The bill also changes eligibility requirements for EASE and ABLE, Florida’s private tuition assistance programs. Currently, EASE and ABLE are available to students regardless of need. However, if the bill is passed, the scholarships would only be available to students who are Pell-eligible and meet the demonstrated financial need requirements for the Florida Private Student Assistance Grant Program. According to Chair Fine, limiting EASE and ABLE eligibility to students with financial need may actually make it possible to increase the value of the grants awarded.

Currently, HB 7087 has been referred to the House Appropriations Committee.

CS/HB 7079 – Education

Bill sponsors: PreK-12 Appropriations Subcommittee, PreK-12 Innovation Subcommittee, Representative Vance Aloupis (R – Miami)

Beginning in 2020-21, CS/HB 7079 would require school districts to administer the SAT or ACT district-wide to all 11th graders attending public high schools, alternative schools, and Department of Juvenile Justice Centers to meet national assessment requirements under the Every Student Achieves Acts (ESSA). Pending USDOE approval, the bill also allows the commissioner of education to end end-of-course testing for Geometry and instead use the math portion of the SAT or ACT to assess student performance.
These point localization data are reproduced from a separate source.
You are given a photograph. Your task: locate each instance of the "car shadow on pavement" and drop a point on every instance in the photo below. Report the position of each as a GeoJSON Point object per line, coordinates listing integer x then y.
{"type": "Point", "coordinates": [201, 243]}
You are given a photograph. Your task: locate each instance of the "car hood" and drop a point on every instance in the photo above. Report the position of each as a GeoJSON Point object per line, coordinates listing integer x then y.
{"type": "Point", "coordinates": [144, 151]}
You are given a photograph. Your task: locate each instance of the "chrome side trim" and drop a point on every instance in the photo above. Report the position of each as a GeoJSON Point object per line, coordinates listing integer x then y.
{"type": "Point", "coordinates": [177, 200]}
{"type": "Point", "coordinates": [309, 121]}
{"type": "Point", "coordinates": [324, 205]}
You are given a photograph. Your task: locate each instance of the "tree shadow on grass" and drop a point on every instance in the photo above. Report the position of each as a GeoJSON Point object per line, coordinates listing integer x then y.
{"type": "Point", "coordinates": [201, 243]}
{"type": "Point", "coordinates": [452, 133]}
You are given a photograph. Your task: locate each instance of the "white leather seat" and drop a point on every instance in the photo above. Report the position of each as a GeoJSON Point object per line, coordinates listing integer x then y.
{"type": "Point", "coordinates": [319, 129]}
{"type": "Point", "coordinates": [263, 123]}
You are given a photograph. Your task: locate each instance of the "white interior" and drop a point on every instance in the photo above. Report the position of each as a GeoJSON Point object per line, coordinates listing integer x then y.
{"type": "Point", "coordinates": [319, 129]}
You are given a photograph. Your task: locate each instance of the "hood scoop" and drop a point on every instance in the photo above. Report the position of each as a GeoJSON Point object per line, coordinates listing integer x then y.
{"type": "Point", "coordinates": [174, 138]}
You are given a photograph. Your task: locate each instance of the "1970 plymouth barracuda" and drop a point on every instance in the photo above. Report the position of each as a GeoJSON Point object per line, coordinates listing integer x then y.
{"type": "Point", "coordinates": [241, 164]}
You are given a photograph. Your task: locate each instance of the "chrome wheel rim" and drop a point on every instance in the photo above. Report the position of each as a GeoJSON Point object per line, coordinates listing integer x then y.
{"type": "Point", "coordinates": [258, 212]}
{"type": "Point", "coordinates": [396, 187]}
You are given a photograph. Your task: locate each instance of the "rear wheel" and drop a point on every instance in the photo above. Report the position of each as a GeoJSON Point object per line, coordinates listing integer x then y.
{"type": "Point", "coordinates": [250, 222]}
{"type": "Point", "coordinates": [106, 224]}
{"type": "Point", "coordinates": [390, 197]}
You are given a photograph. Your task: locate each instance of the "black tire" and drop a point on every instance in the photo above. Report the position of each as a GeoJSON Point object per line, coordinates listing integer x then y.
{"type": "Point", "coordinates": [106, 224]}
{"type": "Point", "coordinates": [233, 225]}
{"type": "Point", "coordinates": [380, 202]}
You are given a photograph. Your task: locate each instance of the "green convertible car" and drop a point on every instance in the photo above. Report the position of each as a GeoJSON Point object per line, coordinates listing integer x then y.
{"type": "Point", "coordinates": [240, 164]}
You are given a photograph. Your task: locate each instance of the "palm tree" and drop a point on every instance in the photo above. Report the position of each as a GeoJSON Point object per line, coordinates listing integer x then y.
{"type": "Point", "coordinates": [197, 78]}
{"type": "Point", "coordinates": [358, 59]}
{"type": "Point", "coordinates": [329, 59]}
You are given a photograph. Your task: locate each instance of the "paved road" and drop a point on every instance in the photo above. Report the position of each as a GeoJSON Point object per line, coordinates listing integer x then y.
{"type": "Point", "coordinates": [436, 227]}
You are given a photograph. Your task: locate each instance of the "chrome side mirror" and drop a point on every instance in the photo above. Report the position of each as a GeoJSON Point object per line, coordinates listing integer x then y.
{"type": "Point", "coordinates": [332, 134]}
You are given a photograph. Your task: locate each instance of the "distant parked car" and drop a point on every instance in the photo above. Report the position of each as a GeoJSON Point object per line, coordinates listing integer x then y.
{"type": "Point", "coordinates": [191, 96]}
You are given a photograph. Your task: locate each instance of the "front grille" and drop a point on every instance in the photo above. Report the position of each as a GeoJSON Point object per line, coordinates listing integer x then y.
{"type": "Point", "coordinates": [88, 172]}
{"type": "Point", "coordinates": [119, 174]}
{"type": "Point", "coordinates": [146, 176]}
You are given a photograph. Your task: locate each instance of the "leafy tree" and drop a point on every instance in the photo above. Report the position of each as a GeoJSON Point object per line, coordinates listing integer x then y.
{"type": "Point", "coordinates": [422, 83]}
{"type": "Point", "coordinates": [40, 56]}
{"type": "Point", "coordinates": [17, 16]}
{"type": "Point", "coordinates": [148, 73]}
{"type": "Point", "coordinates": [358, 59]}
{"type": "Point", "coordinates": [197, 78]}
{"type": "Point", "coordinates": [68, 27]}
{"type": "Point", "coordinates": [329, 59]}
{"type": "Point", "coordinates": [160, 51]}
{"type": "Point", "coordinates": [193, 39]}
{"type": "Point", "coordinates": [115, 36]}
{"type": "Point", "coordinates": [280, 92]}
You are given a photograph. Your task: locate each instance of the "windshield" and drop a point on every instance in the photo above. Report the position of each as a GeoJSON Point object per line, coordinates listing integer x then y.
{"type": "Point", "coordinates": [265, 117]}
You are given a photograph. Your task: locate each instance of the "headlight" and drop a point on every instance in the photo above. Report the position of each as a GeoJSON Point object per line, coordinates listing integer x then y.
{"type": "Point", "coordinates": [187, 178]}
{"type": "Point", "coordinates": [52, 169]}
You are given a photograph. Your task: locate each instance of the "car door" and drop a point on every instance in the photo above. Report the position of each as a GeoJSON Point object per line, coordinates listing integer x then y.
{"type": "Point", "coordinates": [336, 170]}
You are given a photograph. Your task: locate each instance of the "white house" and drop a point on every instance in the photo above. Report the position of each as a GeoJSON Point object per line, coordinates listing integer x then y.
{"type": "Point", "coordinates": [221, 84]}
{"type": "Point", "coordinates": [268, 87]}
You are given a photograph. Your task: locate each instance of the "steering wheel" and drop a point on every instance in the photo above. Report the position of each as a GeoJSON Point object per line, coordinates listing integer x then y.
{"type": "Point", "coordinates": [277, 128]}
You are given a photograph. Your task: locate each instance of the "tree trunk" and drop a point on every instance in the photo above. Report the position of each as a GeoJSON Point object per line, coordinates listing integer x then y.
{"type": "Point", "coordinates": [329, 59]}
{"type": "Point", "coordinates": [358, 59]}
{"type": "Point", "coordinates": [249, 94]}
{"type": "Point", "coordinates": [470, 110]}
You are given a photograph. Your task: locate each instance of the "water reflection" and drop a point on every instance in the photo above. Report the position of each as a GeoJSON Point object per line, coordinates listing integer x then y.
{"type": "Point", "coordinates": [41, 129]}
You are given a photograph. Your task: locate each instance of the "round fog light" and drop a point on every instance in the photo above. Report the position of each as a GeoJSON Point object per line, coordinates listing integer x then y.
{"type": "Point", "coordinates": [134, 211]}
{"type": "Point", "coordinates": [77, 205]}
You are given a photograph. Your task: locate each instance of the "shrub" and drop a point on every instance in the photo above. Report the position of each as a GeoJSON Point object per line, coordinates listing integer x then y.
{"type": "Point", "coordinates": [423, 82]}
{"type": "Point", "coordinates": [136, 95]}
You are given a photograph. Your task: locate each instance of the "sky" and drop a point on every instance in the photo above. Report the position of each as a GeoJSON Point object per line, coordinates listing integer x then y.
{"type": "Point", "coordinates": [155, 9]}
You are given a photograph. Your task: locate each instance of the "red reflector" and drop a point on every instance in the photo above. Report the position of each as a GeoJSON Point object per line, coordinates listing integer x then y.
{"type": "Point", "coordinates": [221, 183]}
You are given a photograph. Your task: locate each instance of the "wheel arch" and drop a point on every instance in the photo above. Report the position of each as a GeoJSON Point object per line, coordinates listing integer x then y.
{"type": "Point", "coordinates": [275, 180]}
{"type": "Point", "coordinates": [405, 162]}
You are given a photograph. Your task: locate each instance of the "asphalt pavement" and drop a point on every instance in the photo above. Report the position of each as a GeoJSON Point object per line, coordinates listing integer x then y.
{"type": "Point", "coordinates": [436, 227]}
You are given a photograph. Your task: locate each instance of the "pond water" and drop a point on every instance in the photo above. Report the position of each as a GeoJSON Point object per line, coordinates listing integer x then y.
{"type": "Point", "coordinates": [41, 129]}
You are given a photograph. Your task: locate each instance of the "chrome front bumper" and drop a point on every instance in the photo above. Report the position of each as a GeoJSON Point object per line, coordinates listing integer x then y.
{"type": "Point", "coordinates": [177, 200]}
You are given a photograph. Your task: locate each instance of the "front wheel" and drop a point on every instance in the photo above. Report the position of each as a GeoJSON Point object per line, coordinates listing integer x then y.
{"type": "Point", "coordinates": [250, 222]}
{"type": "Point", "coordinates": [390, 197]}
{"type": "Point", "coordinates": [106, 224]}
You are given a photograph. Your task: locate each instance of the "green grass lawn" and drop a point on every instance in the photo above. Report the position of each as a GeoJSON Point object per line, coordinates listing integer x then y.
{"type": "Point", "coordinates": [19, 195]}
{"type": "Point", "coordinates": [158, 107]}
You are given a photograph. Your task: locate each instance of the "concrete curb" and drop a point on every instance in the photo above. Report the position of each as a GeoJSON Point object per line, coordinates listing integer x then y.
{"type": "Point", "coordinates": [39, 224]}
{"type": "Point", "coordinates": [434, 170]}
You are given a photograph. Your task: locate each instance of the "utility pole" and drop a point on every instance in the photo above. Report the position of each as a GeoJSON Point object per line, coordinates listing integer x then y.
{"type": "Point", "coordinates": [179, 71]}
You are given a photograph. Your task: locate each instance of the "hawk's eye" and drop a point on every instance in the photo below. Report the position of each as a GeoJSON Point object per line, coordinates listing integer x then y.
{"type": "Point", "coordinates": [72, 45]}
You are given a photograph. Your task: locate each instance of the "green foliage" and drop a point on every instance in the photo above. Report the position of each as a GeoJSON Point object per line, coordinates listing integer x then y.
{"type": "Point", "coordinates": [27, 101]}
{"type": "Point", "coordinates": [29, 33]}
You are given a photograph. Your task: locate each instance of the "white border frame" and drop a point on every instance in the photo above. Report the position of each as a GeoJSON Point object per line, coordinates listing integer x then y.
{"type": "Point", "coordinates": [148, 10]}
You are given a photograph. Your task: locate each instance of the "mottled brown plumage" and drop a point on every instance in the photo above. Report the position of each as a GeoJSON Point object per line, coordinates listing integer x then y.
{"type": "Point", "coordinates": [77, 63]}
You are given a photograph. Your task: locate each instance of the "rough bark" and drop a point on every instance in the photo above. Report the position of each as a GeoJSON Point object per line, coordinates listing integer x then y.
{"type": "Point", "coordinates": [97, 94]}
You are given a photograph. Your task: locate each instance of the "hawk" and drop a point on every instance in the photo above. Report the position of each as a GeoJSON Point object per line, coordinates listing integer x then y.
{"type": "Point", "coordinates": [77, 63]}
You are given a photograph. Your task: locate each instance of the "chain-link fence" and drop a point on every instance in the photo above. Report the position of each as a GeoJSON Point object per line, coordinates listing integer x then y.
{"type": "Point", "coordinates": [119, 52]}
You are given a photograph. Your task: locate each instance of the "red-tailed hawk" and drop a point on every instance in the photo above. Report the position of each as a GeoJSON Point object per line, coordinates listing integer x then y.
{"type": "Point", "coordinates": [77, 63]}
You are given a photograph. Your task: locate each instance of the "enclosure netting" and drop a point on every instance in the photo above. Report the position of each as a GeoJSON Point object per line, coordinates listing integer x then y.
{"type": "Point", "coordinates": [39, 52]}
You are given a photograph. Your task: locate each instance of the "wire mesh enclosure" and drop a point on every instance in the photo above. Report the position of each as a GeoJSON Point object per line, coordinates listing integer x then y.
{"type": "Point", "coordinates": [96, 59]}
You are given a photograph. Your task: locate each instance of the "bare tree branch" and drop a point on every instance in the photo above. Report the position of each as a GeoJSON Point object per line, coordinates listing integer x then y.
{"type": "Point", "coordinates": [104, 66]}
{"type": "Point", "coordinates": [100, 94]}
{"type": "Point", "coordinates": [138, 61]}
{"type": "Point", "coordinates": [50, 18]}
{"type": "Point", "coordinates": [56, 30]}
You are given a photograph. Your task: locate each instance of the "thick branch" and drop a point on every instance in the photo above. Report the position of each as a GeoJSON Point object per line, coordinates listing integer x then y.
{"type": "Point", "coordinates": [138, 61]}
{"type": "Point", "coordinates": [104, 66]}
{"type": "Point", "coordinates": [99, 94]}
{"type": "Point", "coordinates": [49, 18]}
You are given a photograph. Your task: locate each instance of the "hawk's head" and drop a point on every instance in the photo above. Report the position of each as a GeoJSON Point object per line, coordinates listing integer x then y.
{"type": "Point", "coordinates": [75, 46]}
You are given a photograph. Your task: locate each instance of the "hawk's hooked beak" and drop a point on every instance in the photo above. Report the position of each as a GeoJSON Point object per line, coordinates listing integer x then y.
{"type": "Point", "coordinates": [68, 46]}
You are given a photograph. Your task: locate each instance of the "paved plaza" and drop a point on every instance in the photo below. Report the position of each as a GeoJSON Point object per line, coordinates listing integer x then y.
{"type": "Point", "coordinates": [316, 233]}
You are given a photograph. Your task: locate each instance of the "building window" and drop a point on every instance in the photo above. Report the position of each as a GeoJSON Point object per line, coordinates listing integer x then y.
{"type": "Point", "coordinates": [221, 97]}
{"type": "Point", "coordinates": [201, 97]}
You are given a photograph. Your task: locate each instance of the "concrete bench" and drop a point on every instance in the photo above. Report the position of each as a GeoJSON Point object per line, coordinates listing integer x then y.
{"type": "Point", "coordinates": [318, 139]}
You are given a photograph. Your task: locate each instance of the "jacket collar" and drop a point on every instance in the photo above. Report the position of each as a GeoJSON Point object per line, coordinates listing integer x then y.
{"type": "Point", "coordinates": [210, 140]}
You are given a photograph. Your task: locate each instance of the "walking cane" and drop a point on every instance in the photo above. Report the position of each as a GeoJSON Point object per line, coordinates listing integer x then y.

Additionally, beginning in 2022-23, CS/HB 7079 makes changes to the school grade calculation to include the percentage of students who pass the English language arts portion of the SAT or ACT and the percentage of students who pass the math portion of the SAT or ACT. The bill does not define SAT or ACT passing scores and requires the state board of education to set such scores before the 2022-23 school grade calculations.

The House PreK-12 Appropriations Subcommittee amended the bill to include a recurring $8 million appropriation from the General Revenue Fund to Florida DOE to pay for statewide SAT or ACT administration. CS/HB 7079 passed through the House PreK-12 Appropriations Subcommittee and the House Education Committee.


Budget Allocations

As the 2020 legislative session inches just past its halfway point, both the House and the Senate have voted on their final budget proposals. At $91.3 billion, the House’s total budget is just under Governor DeSantis’ budget recommendation of $91.4 billion. Both budgets are leaner than the Senate’s proposed budget of $92.8 billion, which includes $111.1 million more for higher education funding than the House’s proposed budget. In part, this may be due to a budget re-prioritization exercise that tasked the House Higher Education Appropriations Subcommittee to find $295.7 million dollars in potential budget cuts. Although the subcommittee initially drew attention with an aggressive $371.3 million in potential cuts, Chair Fine ultimately landed on a more modest cut of $58 million in funding, mainly impacting colleges and universities with larger reserves.

Additionally, both the House and Senate budgets provide additional funding for the newly-proposed, tiered performance-based funding model for FCS institutions. In the same vein, both chambers maintained SUS performance-based funding; however, the Senate included $15,000,000 for the proposed Universities of Distinction funding model, while the House did not.

Both chambers prioritized public workforce education, with the House adding $5 million in new funding for postsecondary certificate training programs and the Senate including $6.5 million in performance funding for district-led workforce education programs. They both increased funding for EASE, Benacquisto, and ABLE Scholarships by $2.7 million, $5.2 million, and $80,000 respectively, in order to maintain the award amount for the projected increase in student enrollment. Both the House and the Senate passed their proposed budgets; next, the proposals will be workshopped in a joint budget conference until the chambers can agree on a final budget proposal.